STAT 39000: Project 1 — Spring 2022

Motivation: Welcome back! This semester should be a bit more straightforward than last semester in many ways. In the first project back, we will do a bit of UNIX review, a bit of Python review, and I’ll ask you to learn and write about some terminology.

Context: This is the first project of the semester! We will be taking it easy and slowly getting back to it.

Scope: UNIX, Python

Learning Objectives
  • Differentiate between concurrency and parallelism at a high level.

  • Differentiate between synchronous and asynchronous.

Make sure to read about, and use the template found here, and the important information about projects submissions here.

Dataset(s)

The following questions will use the following dataset(s):

  • /depot/datamine/data/

Questions

Question 1

Google the difference between synchronous and asynchronous — there is a lot of information online about this.

Explain what the following tasks are (in day-to-day usage) and why: asynchronous, or synchronous.

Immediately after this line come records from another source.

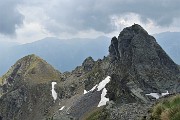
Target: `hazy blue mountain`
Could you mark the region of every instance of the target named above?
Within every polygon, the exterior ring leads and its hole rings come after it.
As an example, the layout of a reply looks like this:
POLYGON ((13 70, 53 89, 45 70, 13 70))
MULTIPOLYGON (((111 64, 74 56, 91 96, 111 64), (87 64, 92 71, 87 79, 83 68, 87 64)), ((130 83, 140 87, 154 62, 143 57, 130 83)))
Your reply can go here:
POLYGON ((164 32, 154 36, 174 62, 180 65, 180 32, 164 32))
POLYGON ((108 54, 110 39, 57 39, 45 38, 33 43, 8 47, 0 53, 0 75, 4 74, 18 59, 28 54, 36 54, 61 72, 71 71, 88 56, 95 60, 108 54))
MULTIPOLYGON (((180 64, 180 32, 164 32, 154 36, 169 56, 180 64)), ((88 56, 95 60, 106 56, 110 40, 105 36, 69 40, 51 37, 23 45, 0 41, 0 75, 28 54, 40 56, 61 72, 71 71, 88 56)))
POLYGON ((12 48, 13 46, 18 46, 19 43, 16 42, 7 42, 7 41, 1 41, 0 40, 0 75, 2 75, 2 73, 5 72, 5 70, 7 71, 10 67, 10 65, 12 65, 12 62, 15 62, 14 59, 12 57, 8 57, 9 55, 9 50, 10 48, 12 48), (11 63, 8 63, 9 61, 11 61, 11 63), (6 61, 7 60, 7 61, 6 61))
POLYGON ((0 40, 0 51, 2 52, 5 49, 8 49, 13 46, 17 46, 17 45, 19 45, 19 43, 17 42, 7 42, 7 41, 0 40))

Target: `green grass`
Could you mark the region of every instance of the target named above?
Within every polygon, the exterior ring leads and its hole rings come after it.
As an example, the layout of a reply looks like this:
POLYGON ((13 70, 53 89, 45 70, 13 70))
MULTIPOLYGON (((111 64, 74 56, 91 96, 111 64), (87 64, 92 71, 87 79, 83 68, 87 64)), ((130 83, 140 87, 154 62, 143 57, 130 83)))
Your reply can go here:
POLYGON ((165 99, 152 109, 151 120, 180 120, 180 95, 165 99))
POLYGON ((0 77, 0 85, 2 85, 2 78, 0 77))
POLYGON ((91 113, 85 120, 110 120, 109 113, 105 109, 98 109, 91 113))

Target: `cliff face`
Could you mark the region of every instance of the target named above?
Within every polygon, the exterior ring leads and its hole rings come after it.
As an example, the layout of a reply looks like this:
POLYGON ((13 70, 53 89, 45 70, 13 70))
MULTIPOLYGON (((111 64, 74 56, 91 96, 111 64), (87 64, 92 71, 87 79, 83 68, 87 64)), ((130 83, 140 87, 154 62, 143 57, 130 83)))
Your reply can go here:
POLYGON ((137 24, 123 29, 118 38, 114 37, 109 52, 111 61, 119 61, 119 64, 126 65, 127 70, 135 65, 151 65, 166 67, 175 74, 179 72, 177 65, 158 45, 155 38, 137 24))
POLYGON ((154 37, 134 24, 112 38, 107 57, 88 57, 72 72, 35 55, 20 59, 0 79, 0 118, 138 120, 155 100, 147 94, 179 92, 179 76, 154 37))
POLYGON ((179 92, 178 66, 140 25, 127 27, 112 38, 109 52, 115 79, 128 88, 144 93, 179 92))

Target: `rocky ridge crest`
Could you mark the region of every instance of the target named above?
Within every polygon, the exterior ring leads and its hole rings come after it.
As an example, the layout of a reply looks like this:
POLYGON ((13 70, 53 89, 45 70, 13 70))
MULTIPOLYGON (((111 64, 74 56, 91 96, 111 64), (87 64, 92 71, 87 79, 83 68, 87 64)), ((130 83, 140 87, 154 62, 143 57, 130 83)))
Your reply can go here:
POLYGON ((144 112, 155 101, 146 94, 178 93, 179 76, 178 66, 155 38, 134 24, 123 29, 118 38, 112 38, 107 57, 97 61, 88 57, 72 72, 60 73, 35 55, 20 59, 2 77, 0 117, 139 120, 146 117, 144 112), (105 86, 109 102, 97 107, 103 90, 98 91, 95 86, 107 76, 111 77, 105 86), (52 82, 57 83, 56 100, 51 95, 52 82), (84 90, 88 93, 84 94, 84 90))

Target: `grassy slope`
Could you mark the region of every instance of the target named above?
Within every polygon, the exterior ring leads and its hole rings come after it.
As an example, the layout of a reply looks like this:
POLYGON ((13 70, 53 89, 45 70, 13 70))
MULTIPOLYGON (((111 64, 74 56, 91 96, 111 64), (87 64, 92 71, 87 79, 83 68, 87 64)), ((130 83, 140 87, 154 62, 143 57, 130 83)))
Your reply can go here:
POLYGON ((23 78, 30 79, 31 83, 45 83, 52 80, 60 80, 61 73, 55 70, 50 64, 35 55, 28 55, 18 60, 9 71, 0 78, 0 82, 11 76, 12 74, 20 75, 23 78), (14 71, 18 64, 21 67, 14 71))
POLYGON ((87 114, 83 120, 109 120, 109 113, 103 107, 97 108, 87 114))
POLYGON ((152 120, 179 120, 180 119, 180 95, 167 98, 152 108, 152 120))

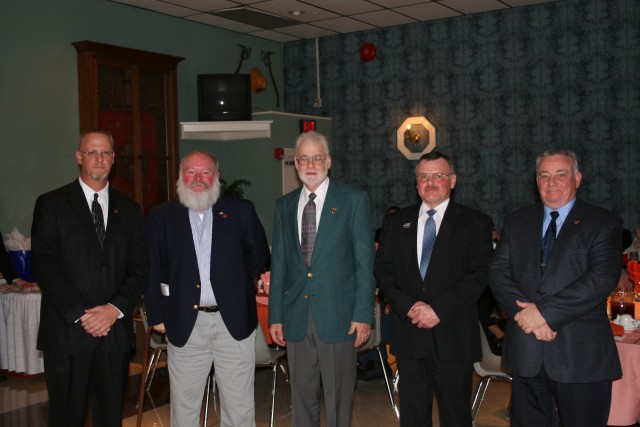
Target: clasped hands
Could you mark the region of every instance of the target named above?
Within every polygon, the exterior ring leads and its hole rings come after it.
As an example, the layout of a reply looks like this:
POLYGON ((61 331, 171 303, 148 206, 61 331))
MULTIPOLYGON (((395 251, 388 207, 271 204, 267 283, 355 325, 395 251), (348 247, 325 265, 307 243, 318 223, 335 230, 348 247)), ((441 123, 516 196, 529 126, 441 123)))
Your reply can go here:
POLYGON ((433 308, 429 304, 423 301, 418 301, 413 304, 413 307, 407 313, 407 317, 411 319, 411 323, 418 328, 433 328, 440 323, 440 318, 433 311, 433 308))
POLYGON ((98 305, 84 311, 80 323, 85 332, 94 337, 104 337, 116 322, 120 311, 111 304, 98 305))
MULTIPOLYGON (((371 325, 368 323, 351 322, 349 332, 347 333, 349 335, 353 335, 354 333, 356 334, 356 340, 353 343, 353 346, 360 347, 369 340, 369 336, 371 335, 371 325)), ((281 347, 285 347, 287 345, 287 341, 284 338, 284 328, 282 323, 269 325, 269 335, 271 335, 271 340, 277 345, 281 347)))
POLYGON ((513 320, 518 323, 525 334, 532 333, 540 341, 553 341, 556 338, 558 333, 551 330, 534 303, 516 300, 516 304, 522 310, 513 317, 513 320))

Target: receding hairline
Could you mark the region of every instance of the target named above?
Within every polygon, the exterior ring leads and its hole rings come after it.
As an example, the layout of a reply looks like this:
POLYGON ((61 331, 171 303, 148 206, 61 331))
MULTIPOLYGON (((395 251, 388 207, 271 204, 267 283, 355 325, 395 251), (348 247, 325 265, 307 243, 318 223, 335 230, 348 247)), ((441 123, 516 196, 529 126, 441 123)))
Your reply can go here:
POLYGON ((416 165, 415 173, 418 173, 418 168, 420 167, 420 164, 422 162, 433 162, 439 159, 443 159, 444 161, 447 162, 447 164, 449 165, 449 168, 451 169, 451 173, 456 173, 455 167, 453 165, 453 160, 451 160, 451 157, 447 156, 444 153, 441 153, 440 151, 432 151, 430 153, 426 153, 420 156, 420 159, 418 160, 418 164, 416 165))
POLYGON ((112 151, 114 150, 115 143, 113 141, 113 135, 111 135, 111 132, 105 129, 96 128, 96 129, 86 130, 80 134, 80 137, 78 138, 78 151, 82 150, 82 143, 84 142, 85 138, 94 133, 106 136, 107 139, 109 140, 109 144, 111 144, 111 150, 112 151))
POLYGON ((218 167, 220 166, 220 162, 218 161, 218 158, 216 156, 214 156, 213 154, 205 150, 194 150, 189 154, 187 154, 186 156, 184 156, 182 160, 180 160, 180 171, 182 171, 184 163, 187 161, 187 159, 195 156, 196 154, 203 154, 209 157, 209 159, 211 159, 211 161, 213 162, 213 166, 216 168, 216 170, 218 170, 218 167))

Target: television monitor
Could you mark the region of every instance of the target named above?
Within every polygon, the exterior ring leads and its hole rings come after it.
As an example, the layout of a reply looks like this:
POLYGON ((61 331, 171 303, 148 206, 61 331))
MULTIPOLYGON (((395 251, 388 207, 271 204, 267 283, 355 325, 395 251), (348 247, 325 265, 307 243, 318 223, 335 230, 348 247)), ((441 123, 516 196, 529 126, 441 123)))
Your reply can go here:
POLYGON ((251 120, 249 74, 199 74, 198 120, 251 120))

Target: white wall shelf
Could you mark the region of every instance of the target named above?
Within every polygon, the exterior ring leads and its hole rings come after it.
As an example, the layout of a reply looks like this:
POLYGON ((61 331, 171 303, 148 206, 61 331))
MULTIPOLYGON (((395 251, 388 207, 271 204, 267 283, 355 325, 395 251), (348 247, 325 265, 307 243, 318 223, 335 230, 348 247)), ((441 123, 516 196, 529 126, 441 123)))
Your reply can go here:
POLYGON ((182 122, 182 139, 233 141, 239 139, 271 138, 273 120, 229 122, 182 122))

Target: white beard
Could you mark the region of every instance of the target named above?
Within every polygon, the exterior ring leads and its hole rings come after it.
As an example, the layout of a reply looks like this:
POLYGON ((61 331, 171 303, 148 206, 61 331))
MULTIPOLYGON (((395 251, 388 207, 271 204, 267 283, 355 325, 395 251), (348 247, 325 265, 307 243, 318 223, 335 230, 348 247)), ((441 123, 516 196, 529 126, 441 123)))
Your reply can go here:
MULTIPOLYGON (((202 181, 195 181, 191 185, 200 184, 206 185, 202 181)), ((194 192, 191 190, 191 187, 187 187, 182 180, 182 176, 178 178, 178 182, 176 183, 176 188, 178 191, 178 200, 180 203, 189 208, 193 209, 196 212, 202 212, 209 209, 213 206, 220 197, 220 181, 218 178, 215 179, 213 185, 211 187, 206 187, 204 191, 194 192)))
POLYGON ((304 185, 306 185, 307 187, 313 188, 316 185, 322 184, 322 182, 327 179, 327 176, 329 176, 329 171, 327 169, 324 170, 324 172, 322 172, 319 175, 316 175, 313 178, 307 178, 306 175, 298 172, 298 177, 300 178, 300 181, 302 181, 302 183, 304 185))

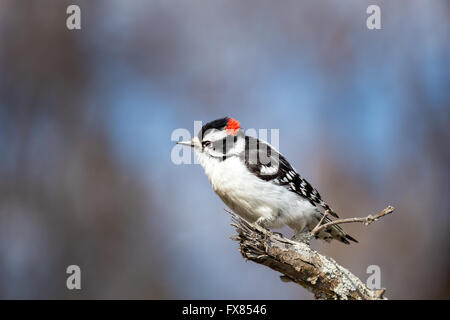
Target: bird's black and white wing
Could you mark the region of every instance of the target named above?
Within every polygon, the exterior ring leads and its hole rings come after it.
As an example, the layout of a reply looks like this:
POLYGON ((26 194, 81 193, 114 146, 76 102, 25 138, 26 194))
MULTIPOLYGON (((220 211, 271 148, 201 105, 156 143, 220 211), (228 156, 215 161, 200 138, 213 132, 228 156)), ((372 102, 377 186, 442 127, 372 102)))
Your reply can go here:
POLYGON ((286 158, 269 144, 249 136, 245 137, 245 152, 242 155, 247 168, 258 178, 285 186, 289 191, 307 199, 314 207, 319 205, 324 210, 338 217, 325 203, 319 192, 302 178, 286 158))
MULTIPOLYGON (((307 199, 314 207, 320 206, 324 210, 328 210, 330 215, 338 218, 338 215, 322 200, 319 192, 292 168, 283 155, 267 143, 258 139, 248 136, 245 139, 246 147, 243 157, 248 170, 262 180, 286 187, 289 191, 295 192, 299 196, 307 199)), ((323 213, 319 210, 317 210, 317 213, 318 216, 316 216, 313 225, 309 226, 310 229, 323 216, 323 213)), ((330 221, 328 217, 324 219, 324 223, 330 221)), ((316 238, 321 238, 326 241, 337 239, 345 244, 350 244, 348 240, 358 242, 348 235, 339 225, 332 225, 326 228, 316 235, 316 238)))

  • Communicating via email.

  • Watching a live lecture.

  • Watching a lecture that is recorded.

Please review our updated submission guidelines before submitting your project.

Items to submit
  • Code used to solve this problem.

  • Output from running the code.

Solution
  • Email: Async

  • Live lecture: Sync

  • Recorded lecture: Async

Question 2

Given the following scenario and rules, explain the synchronous and asynchronous ways of completing the task.

You have 2 reports to write, and 2 wooden pencils. 1 sharpened pencil will write 1/2 of 1 report. You have a helper that is willing to sharpen 1 pencil at a time, for you, and that helper is able to sharpen a pencil in the time it takes to write 1/2 of 1 report.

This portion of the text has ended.